CROW founder passes away, but her legacy lives on
Today, the Clinic for the Rehabilitation of Wildlife announced that its beloved founder, Shirley Walter, recently passed away due to causes unrelated to the ongoing COVID-19 pandemic.
In 1968, shortly after the Sanibel Causeway was built, postal worker and island resident Walter found a royal tern which had been hit by a car on the causeway. Finding no services available for injured wildlife, she took the bird home. A small group of volunteers joined Walter, and CROW was born. In the first year, 500 distress calls were answered. From the beginning, the late Dr. Phyllis Douglass assisted Walter in her call by providing veterinary assistance. Wildlife medicine was in its infancy in the 1960s, so Walter, volunteers and Douglass all learned together, with the network of rehabilitators around Florida.
CROW incorporated as a non-profit organization in 1972, receiving its 501(c)(3) IRS exemption in 1973. The name was Walter’s idea – she wanted a bird’s name, a W for wildlife and she considered crows intelligent – the CROW acronym was born.

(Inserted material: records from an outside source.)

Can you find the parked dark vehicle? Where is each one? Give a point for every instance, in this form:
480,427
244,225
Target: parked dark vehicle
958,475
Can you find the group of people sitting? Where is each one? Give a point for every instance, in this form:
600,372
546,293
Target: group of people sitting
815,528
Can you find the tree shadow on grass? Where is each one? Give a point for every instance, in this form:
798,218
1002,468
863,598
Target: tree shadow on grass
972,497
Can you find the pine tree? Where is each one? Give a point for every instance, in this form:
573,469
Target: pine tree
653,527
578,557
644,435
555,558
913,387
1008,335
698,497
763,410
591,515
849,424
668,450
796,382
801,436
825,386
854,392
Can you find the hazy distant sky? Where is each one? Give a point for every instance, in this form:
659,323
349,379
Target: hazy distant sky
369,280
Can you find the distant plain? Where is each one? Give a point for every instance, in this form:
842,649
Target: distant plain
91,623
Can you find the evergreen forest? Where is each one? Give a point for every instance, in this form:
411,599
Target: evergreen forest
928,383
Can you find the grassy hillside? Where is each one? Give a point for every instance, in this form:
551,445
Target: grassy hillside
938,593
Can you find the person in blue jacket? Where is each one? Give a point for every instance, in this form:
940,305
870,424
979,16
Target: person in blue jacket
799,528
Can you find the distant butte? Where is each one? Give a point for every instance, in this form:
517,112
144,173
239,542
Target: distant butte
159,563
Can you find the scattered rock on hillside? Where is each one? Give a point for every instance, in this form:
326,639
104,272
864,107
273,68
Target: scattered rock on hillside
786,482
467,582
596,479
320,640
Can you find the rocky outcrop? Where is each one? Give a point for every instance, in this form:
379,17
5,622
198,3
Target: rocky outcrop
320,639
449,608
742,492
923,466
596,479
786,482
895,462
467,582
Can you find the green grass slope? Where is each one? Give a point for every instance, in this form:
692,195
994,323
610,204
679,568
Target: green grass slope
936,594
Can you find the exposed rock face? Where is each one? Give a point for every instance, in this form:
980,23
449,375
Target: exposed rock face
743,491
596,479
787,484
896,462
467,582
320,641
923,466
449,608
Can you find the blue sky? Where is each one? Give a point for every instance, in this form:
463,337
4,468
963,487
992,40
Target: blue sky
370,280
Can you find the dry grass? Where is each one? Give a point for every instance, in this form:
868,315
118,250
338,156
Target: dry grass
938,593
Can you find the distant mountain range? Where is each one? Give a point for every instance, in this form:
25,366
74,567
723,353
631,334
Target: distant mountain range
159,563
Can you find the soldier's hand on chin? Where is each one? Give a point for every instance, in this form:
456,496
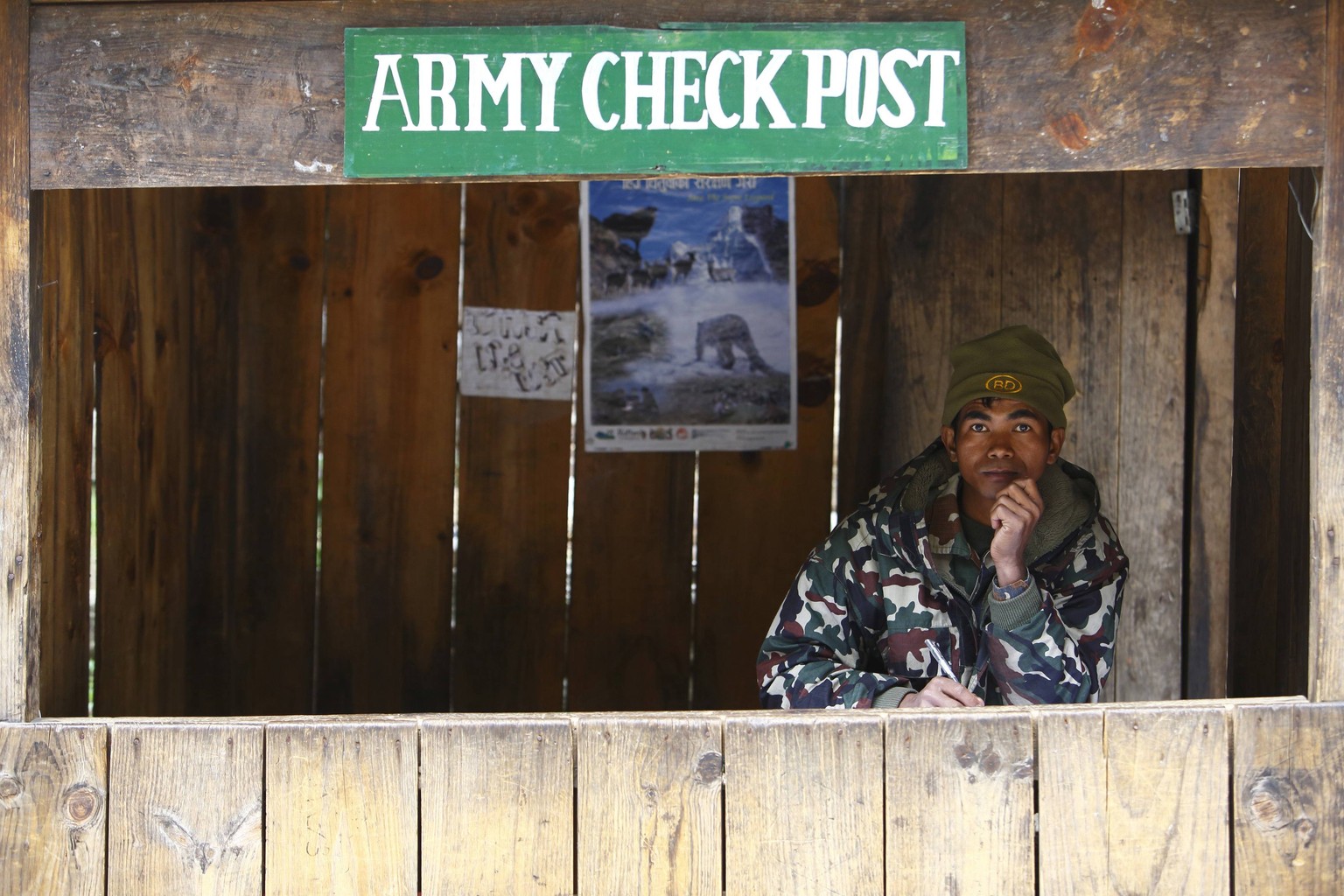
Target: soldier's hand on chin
941,692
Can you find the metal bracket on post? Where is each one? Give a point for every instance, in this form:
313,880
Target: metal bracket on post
1181,213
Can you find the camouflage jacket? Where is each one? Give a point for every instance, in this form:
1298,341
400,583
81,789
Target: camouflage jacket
855,621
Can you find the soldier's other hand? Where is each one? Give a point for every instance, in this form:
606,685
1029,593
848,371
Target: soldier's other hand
941,692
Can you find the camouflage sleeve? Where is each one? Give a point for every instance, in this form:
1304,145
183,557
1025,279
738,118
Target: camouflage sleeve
1065,652
824,635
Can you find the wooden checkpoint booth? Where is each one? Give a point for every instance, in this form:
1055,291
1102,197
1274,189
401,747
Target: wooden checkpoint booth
286,614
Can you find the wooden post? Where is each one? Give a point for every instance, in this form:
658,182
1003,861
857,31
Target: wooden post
18,606
1326,409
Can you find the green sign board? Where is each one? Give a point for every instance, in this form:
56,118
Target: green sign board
695,98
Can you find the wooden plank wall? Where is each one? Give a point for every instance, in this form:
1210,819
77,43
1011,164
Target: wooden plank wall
234,332
19,472
1128,798
180,110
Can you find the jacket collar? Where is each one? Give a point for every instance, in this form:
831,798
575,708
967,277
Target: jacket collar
1068,491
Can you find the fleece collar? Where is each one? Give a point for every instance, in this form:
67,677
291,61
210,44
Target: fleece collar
1068,494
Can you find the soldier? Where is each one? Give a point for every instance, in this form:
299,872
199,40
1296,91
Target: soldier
988,544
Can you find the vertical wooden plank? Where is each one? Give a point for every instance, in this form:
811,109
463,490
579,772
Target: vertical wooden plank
1326,665
864,298
944,248
521,251
498,805
67,452
273,501
388,416
1258,617
1211,448
187,815
1151,512
785,494
1071,767
18,497
1167,800
941,765
631,594
52,808
340,808
802,803
1288,808
649,810
210,271
1062,274
143,348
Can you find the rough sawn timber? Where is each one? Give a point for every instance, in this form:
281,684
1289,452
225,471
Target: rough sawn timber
253,93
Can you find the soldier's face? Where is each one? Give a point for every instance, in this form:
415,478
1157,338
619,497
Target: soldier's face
999,442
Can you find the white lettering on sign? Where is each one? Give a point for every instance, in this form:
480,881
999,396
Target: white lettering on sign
862,85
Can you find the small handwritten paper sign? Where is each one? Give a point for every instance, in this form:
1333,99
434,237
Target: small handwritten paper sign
518,354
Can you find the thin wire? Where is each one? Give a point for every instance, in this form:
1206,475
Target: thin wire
1316,202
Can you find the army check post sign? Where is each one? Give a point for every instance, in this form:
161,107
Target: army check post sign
694,98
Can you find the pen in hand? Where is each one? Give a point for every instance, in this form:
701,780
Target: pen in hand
944,667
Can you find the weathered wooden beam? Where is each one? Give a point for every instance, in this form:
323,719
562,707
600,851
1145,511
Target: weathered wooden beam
1326,665
18,587
253,93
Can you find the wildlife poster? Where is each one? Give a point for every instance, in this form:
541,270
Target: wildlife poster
689,315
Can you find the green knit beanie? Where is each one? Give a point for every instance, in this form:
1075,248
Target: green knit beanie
1016,363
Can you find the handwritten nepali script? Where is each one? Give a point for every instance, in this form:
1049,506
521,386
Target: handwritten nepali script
518,354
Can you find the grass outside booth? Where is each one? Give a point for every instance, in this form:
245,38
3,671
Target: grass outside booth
168,178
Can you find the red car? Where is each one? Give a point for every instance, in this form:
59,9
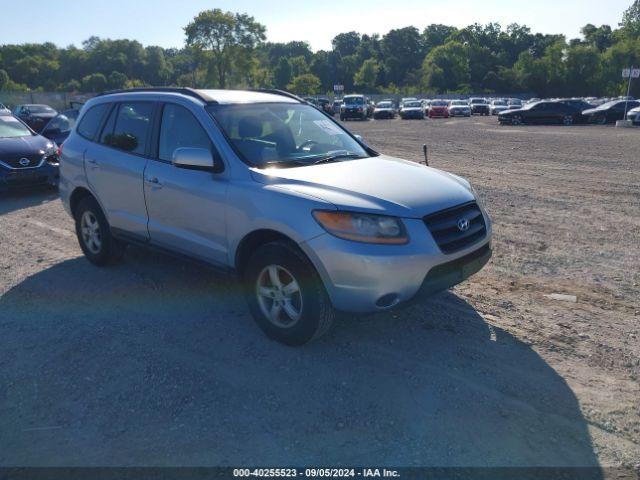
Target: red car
439,109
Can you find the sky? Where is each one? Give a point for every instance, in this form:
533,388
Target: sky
160,22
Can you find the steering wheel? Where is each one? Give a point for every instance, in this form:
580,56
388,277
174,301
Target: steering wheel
307,143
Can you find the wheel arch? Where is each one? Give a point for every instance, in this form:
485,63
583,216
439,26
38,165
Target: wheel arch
252,241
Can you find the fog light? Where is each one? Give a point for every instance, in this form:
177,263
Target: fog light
387,301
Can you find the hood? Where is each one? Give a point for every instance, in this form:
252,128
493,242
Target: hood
591,111
384,185
509,111
30,145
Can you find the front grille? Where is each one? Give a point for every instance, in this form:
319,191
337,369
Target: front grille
14,160
444,227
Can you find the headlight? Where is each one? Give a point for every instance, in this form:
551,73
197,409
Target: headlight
363,227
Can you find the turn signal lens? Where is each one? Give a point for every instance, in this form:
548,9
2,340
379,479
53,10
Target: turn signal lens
362,227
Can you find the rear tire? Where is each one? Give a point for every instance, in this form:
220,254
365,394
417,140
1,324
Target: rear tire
286,295
94,234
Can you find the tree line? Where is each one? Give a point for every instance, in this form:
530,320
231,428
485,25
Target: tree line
229,50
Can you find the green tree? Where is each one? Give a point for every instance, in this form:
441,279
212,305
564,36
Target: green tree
346,43
4,79
307,84
282,73
403,51
222,35
366,77
96,82
446,68
631,19
117,81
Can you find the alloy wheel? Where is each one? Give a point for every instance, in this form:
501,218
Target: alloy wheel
279,296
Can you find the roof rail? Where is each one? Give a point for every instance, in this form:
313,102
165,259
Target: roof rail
275,91
182,90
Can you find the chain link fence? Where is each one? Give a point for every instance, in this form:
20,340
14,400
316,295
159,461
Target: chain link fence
57,100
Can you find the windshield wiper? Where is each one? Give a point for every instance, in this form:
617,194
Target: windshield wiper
337,156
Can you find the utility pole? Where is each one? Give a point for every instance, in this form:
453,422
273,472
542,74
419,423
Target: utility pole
626,103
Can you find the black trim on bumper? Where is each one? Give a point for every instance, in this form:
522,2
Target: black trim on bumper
447,275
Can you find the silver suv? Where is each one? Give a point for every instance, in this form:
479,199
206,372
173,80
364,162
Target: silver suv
261,184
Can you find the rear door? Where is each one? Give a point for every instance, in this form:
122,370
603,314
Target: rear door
186,207
115,166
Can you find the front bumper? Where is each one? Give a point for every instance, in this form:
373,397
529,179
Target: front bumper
364,278
46,174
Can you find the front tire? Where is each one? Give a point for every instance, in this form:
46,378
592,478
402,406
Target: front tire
286,295
94,234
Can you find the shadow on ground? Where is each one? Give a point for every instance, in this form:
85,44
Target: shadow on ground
154,362
19,199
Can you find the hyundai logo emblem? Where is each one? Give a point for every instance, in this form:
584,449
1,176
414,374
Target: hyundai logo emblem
463,224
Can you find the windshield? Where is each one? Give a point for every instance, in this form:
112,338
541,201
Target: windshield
11,127
61,123
40,109
284,134
353,100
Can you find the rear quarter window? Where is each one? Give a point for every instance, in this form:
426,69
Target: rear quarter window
91,121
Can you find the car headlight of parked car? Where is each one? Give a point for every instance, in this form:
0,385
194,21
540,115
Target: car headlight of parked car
363,227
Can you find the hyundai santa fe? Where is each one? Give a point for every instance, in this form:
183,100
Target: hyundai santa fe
309,218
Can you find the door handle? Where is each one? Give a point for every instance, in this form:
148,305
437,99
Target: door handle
154,181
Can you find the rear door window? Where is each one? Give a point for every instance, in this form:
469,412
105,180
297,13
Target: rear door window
180,129
91,121
131,128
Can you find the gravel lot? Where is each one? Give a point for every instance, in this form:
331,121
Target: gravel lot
157,362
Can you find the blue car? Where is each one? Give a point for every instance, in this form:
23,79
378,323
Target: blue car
26,158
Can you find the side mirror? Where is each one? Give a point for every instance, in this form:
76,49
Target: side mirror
194,159
360,139
51,132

Over the years, CROW has grown to become one of the leading wildlife rehabilitation hospitals in the country. In addition to admitting over 5,000 wildlife patients a year, the teaching hospital’s student programs provide training for the next generation of animal care professionals. CROW’s AWC Visitor Education Center sees thousands of visitors each year who want to learn about what it takes to care for wildlife and it all started with a simple act of kindness from Walter.
“CROW will miss Shirley but she will never truly be gone so long as CROW continues her passion. Shirley lives on in every student who comes through the hospital and every patient we treat and release back into the wild,” Executive Director Alison Charney Hussey said. “Shirley’s legacy is CROW and Southwest Florida is blessed beyond measure because of her.”
Walter’s passion for helping wildlife is carried on by the hundreds of students, volunteers and staff members she inspired over the years, including the current staff veterinarian at CROW, Dr. Robin Bast, who remembers her time with Walter fondly.
“Shirley had the biggest heart, and was a true champion for wildlife. Our friendship is something I will cherish for the rest of my career. I will think of her every time I see the inspiration on a student’s face after we’ve taught them something new about wildlife conservation,” Bast said. “She lives on in each person walking through the doors of CROW as we continue to grow the next generation of wildlife health advocates in our community and beyond. We will miss her more than words can say, but know she will never leave our hearts.”